DocumentExtractionDef

Represents the metadata definition used to manage and execute document data extraction processes.

Where possible, we changed noninclusive terms to align with our company value of Equality. We maintained certain terms to avoid any effect on customer implementations.

Important

Parent Type

This type extends the Metadata metadata type and inherits its fullName field.

File Suffix and Directory Location

DocumentExtractionDef values are stored in the developer_name.documentExtractionDef file in the documentExtractionDefs directory.

Version

DocumentExtractionDef is available in API version 66.0 and later.

Fields

Field Name Description
batchProcessingStartTime
Field Type
dateTime
Description
The date and time when batch processing starts.

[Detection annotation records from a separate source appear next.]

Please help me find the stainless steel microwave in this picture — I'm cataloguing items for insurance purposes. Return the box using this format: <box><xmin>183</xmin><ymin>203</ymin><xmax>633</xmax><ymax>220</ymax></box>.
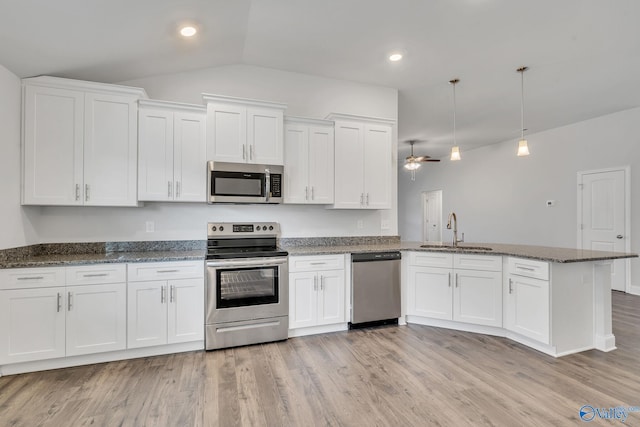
<box><xmin>207</xmin><ymin>161</ymin><xmax>284</xmax><ymax>203</ymax></box>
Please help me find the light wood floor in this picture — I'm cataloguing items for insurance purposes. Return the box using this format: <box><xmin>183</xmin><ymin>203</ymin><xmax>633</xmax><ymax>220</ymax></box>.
<box><xmin>0</xmin><ymin>292</ymin><xmax>640</xmax><ymax>427</ymax></box>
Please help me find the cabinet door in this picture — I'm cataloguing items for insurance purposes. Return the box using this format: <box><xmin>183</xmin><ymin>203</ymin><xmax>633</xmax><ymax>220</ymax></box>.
<box><xmin>138</xmin><ymin>108</ymin><xmax>174</xmax><ymax>202</ymax></box>
<box><xmin>317</xmin><ymin>270</ymin><xmax>345</xmax><ymax>325</ymax></box>
<box><xmin>0</xmin><ymin>287</ymin><xmax>65</xmax><ymax>365</ymax></box>
<box><xmin>407</xmin><ymin>266</ymin><xmax>453</xmax><ymax>320</ymax></box>
<box><xmin>66</xmin><ymin>283</ymin><xmax>127</xmax><ymax>356</ymax></box>
<box><xmin>247</xmin><ymin>107</ymin><xmax>284</xmax><ymax>165</ymax></box>
<box><xmin>173</xmin><ymin>112</ymin><xmax>207</xmax><ymax>202</ymax></box>
<box><xmin>289</xmin><ymin>272</ymin><xmax>318</xmax><ymax>329</ymax></box>
<box><xmin>22</xmin><ymin>86</ymin><xmax>84</xmax><ymax>205</ymax></box>
<box><xmin>167</xmin><ymin>279</ymin><xmax>204</xmax><ymax>344</ymax></box>
<box><xmin>364</xmin><ymin>125</ymin><xmax>393</xmax><ymax>209</ymax></box>
<box><xmin>308</xmin><ymin>126</ymin><xmax>334</xmax><ymax>204</ymax></box>
<box><xmin>207</xmin><ymin>102</ymin><xmax>249</xmax><ymax>163</ymax></box>
<box><xmin>84</xmin><ymin>93</ymin><xmax>138</xmax><ymax>206</ymax></box>
<box><xmin>127</xmin><ymin>281</ymin><xmax>167</xmax><ymax>348</ymax></box>
<box><xmin>453</xmin><ymin>270</ymin><xmax>502</xmax><ymax>327</ymax></box>
<box><xmin>505</xmin><ymin>275</ymin><xmax>550</xmax><ymax>344</ymax></box>
<box><xmin>284</xmin><ymin>124</ymin><xmax>309</xmax><ymax>203</ymax></box>
<box><xmin>333</xmin><ymin>122</ymin><xmax>364</xmax><ymax>209</ymax></box>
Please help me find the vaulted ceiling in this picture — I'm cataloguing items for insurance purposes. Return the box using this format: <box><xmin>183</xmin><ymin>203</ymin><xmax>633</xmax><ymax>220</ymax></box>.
<box><xmin>0</xmin><ymin>0</ymin><xmax>640</xmax><ymax>156</ymax></box>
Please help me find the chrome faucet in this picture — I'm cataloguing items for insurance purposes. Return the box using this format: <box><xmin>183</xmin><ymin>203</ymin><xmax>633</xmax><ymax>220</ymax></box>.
<box><xmin>447</xmin><ymin>212</ymin><xmax>464</xmax><ymax>246</ymax></box>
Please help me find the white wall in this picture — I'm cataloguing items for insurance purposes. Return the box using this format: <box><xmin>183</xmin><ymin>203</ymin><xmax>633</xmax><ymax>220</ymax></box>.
<box><xmin>398</xmin><ymin>108</ymin><xmax>640</xmax><ymax>288</ymax></box>
<box><xmin>0</xmin><ymin>65</ymin><xmax>37</xmax><ymax>249</ymax></box>
<box><xmin>31</xmin><ymin>65</ymin><xmax>398</xmax><ymax>242</ymax></box>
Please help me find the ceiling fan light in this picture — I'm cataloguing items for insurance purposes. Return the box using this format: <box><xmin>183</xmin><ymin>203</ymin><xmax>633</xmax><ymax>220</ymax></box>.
<box><xmin>404</xmin><ymin>161</ymin><xmax>420</xmax><ymax>171</ymax></box>
<box><xmin>518</xmin><ymin>139</ymin><xmax>529</xmax><ymax>157</ymax></box>
<box><xmin>451</xmin><ymin>145</ymin><xmax>461</xmax><ymax>161</ymax></box>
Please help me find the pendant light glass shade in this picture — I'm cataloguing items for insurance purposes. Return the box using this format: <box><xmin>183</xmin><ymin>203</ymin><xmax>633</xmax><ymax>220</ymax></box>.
<box><xmin>516</xmin><ymin>67</ymin><xmax>529</xmax><ymax>157</ymax></box>
<box><xmin>449</xmin><ymin>79</ymin><xmax>460</xmax><ymax>161</ymax></box>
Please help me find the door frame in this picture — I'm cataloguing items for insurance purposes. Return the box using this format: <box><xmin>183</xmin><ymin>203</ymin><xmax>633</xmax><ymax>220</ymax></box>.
<box><xmin>576</xmin><ymin>165</ymin><xmax>632</xmax><ymax>293</ymax></box>
<box><xmin>420</xmin><ymin>190</ymin><xmax>443</xmax><ymax>242</ymax></box>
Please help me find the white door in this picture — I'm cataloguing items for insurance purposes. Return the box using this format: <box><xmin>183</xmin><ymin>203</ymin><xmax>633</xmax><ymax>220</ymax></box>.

Files with earlier timestamps are excluded during processing.
batchUser
Field Type
User
Description
The user associated with the batch processing.
description
Field Type
string
Description
The description of the document extraction definition.
documentExtractionDefVer
Field Type
DocumentExtractionDefVer
Description
An array of specific version settings configuration objects metadata details associated with this definition.
documentExtrctDefProcFldr
Field Type
DocumentExtrctDefProcFldr
Description
The destination or source target file directories utilized for document data intake and execution processing.
isActive
Field Type
boolean
Description
Indicates whether the document extraction definition is currently active (true) or inactive (false).
isReviewRequired
Field Type
boolean
Description
Indicates whether the extraction requires review before the data is saved (true) post-extraction parsing cycles.
label
Field Type
string
Description
The user-facing display label assigned to the DocumentExtractionDef interface reference component entity.
status
Field Type
DocumentExtractionDefStatus (enumeration of type string)
Description
The status of the document extraction definition.

Possible values are:

  • BatchDefined
  • BatchActive
type
Field Type
DocumentExtractionDefType (enumeration of type string)
Description
The type of document extraction definition, such as standard (pre-defined) or custom.

Possible values are:

  • Standard
  • Custom

DocumentExtractionDefVer

Field Name Description
confidenceThreshold
Field Type
int
Description
The minimum target parsing percentage target reliability score limit needed to assume accurate field target identification values.
contextMappingConfig
Field Type
string
Description
The contextual data JSON string schema properties layout blueprint rule map definitions metadata block references path tracking array context.
description
Field Type
string
Description
A localized detailed log note describing updates modifications structural variation purpose for this unique schema line record definition item.
documentExtractionDefStep
Field Type
DocumentExtractionDefStep
Description
An object collection mapping sub-step definitions tracking exact layout actions scheduled during runtime extraction sequences.
isActive
Field Type
boolean
Description
Specifies if this individual instance specification criteria variant is actively queried during systemic runtime analysis operations.
largeLanguageModel
Field Type
string
Description
The identifying string name or version designation of the targeted Large Language Model engine pipeline system utilized.
llmInputPrompt
Field Type
string
Description
The structural systemic instruction or system prompt template text sequence supplied directly to the parsing large language model platform engine.
versionNumber
Field Type
int
Description
The unique sequential revision integer tracked for this layout iteration mapping block profile data records configuration.

DocumentExtractionDefStep

Field Name Description
executionProcessReference
Field Type
string
Description
The unique component path developer key string reference matching the automation runtime execution pipeline logic block element engine.
stepNumber
Field Type
int
Description
The sorting hierarchy sequencing index tracking the relative ordering path allocation logic map positioning order for execution.
stepType
Field Type
DocExtractReqStepType (enumeration of type string)
Description
Defines the operational category action logic behavior module processed through this specific sequenced execution schema element state item.
Values

Values are:

  • Extract
  • Transform
  • PostTransformAction
  • Save
  • PostSaveAction
  • Validation

DocumentExtrctDefProcFldr

Field Name Description
folderPath
Field Type
string
Description
The absolute uniform identifier path url map text pattern resolving locations target destination directory container locations repository asset paths.
folderType
Field Type
DocExtractDefFldrType (enumeration of type string)
Description
Identifies the file system interface backend hosting vendor engine target destination configuration format tracking specification metadata blocks.
Values

Values are:

  • ContentFolder
  • Amazon
  • AzureBlob
lastProcessedTime
Field Type
dateTime
Description
The date time record mark capturing historical execution sweeps tracking the absolute instance execution runtime cycle.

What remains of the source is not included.